After HDB Financial’s massive IPO, industry disrupters like Juniper, Rayzon, Credila, Wakefit eye lucrative public fundraising

Representative image | X/ Rayzon Solar/Wakefit/ShadowFax

At the heels of HDFC Bank subsidiary HDB Financial Services seeing a massively oversubscribed IPO, major disrupters in their respective sectors like Juniper Green Energy, Rayzon Solar, Credila Fin Services, Wakefit and even Shadowfax now look at lucrative public fundraising and issue.

 

The HDB Financial Services IPO, at bidding close on Friday, saw institutional buyers rush in. This led to the initial share sale of the HDFC arm getting subscribed a whopping 16.69 times after it received bids for 217.68 crore shares despite having just about 13.04 crore shares on offer.
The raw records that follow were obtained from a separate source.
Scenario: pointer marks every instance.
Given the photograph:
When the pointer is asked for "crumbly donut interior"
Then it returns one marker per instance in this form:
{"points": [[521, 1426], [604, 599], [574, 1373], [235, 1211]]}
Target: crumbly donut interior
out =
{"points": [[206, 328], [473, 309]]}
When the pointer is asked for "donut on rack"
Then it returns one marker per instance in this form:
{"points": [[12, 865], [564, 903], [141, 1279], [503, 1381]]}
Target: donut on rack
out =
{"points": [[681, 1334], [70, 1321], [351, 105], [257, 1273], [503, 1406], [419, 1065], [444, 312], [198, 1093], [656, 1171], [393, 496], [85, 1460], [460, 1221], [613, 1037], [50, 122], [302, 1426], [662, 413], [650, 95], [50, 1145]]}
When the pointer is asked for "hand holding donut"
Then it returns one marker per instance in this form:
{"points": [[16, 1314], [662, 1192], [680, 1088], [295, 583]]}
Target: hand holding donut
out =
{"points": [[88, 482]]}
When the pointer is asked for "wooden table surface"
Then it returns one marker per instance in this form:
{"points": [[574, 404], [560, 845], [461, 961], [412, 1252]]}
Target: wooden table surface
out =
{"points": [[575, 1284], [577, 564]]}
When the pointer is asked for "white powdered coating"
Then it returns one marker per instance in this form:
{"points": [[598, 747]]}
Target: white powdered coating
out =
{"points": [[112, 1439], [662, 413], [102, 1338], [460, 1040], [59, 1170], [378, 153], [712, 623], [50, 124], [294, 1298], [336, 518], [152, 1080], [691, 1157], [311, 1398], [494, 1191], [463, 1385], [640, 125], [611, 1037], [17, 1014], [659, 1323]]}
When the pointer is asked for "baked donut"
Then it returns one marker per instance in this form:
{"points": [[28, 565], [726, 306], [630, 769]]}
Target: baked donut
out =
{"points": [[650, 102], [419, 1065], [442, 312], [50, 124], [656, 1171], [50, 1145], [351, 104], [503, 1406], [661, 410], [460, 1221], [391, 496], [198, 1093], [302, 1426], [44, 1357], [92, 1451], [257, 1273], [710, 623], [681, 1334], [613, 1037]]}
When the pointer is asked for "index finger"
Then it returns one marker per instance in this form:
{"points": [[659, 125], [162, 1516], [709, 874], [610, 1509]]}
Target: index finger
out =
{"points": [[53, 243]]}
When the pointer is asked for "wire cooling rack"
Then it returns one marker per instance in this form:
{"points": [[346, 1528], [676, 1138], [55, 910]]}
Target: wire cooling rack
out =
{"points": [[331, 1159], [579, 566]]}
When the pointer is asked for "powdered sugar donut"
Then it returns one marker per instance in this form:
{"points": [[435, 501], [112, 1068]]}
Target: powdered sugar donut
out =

From anchor investors alone, HDB Financial received ₹3,369 crore. 

 

The offering, which was a combination of a fresh issue of ₹2,500 crore in equity and a ₹10,000 crore offer for sale (OFS) by the promoter HDFC Bank, became the second biggest IPO in the past three years—the first being the ₹27,000-crore offering by Hyundai India last year.

 

The consistent market recovery last week and subsequent rally helped the HDB Financial offering, and now more players are looking to capitalise on this. Among them are the ‘renewables’ players, Juniper Green Energy and Rayzon Solar.

 

Earlier this week, Juniper Green Energy filed preliminary documents to the Securities and Exchanges Board of India (Sebi) for an initial public offering worth ₹3,000 crore in stock. The offering, which involves a fresh issue of shares, has no OFS, revealed the draft red herring prospectus (DRHP).

 

In the pre-IPO round, Juniper looks to raise ₹600 crore, which could reduce the size of the issue.

 

From the proceeds, Juniper looks to use ₹1,092.3 crore to repay debts and service its general corporate requirements. The rest is expected to be invested in its units: Juniper Green Gamma One, Juniper Green Three, Juniper Green Field, Juniper Green Beam, Juniper Green Kite, and Juniper Green Ray Two.

 

Rayzon Solar, which often finds itself among the top manufacturers of solar photovoltaic modules in the country, also filed its preliminary documents with Sebi. With this IPO, the Gujarat-based renewable energy firm looks to raise ₹1,500 crore from a fresh issue, again with no OFS component.

 

In its pre-IPO round, it looks to raise ₹300 crore. Most of the proceeds from its IPO are expected to be invested in its unit, Rayzon Energy. This would, in turn, be used to help set up a TOPCon (tunnel oxide passivated contact) solar cell manufacturing facility in Surat, documents revealed.

 

With the buzz around successful IPOs, agencies citing sources reported that Bengaluru-based logistics service provider Shadowfax is looking to file confidential IPO documents, such as the DRHP with Sebi, in the coming week.

Shadowfax is backed by a slew of investors, including e-commerce giant Flipkart. Despite the secrecy and the fact that adopting this route would mean the details of the draft red herring prospectus would not be revealed until much later, sources told agencies that the IPO would be in the ₹2,000 crore to ₹2,500 crore band.

 

Earlier this year, in February, Shadowfax—which has a network of more than 2,000 cities—saw its valuation jump to ₹6,000 crore through fundraising.

 

Mumbai-based Credila Financial Services, which provides education loans, also filed its draft IPO papers with Sebi. They look to raise ₹5,000 crore, with ₹3000 crore in fresh issue and ₹2,000 crore in OFS.

 

Among the promoters, HDFC Bank looks to offload its stake for ₹1,050 crore. Pre-IPO round raising is now expected at ₹600 crore.

 

Earlier, Credila opted for the confidential route, too, when it initially filed DRHP in December 2024. Once Sebi noted its comments, the company filed an updated draft red herring prospectus, which was open to the public.

 

The draft papers, now public, stated that the net IPO proceeds would go to service any future capital needed to scale the business and its assets.

 

Home furnishing, cushions and bedding company Wakefit (incorporated as Wakefit Innovations Ltd), too, filed draft papers with Sebi for its IPO.

 

The company’s offering includes a fresh equity issue of ₹468.2 crore and an OFS in 5.84 crore shares.

 

With the proceeds, Wakefit looks to set up 118 new company-owned, company-operated (COCO) outlets, purchase new machinery and equipment, use them as lease and sub-lease expenditure, service licensing fees for existing stores, and use them for marketing and advertising.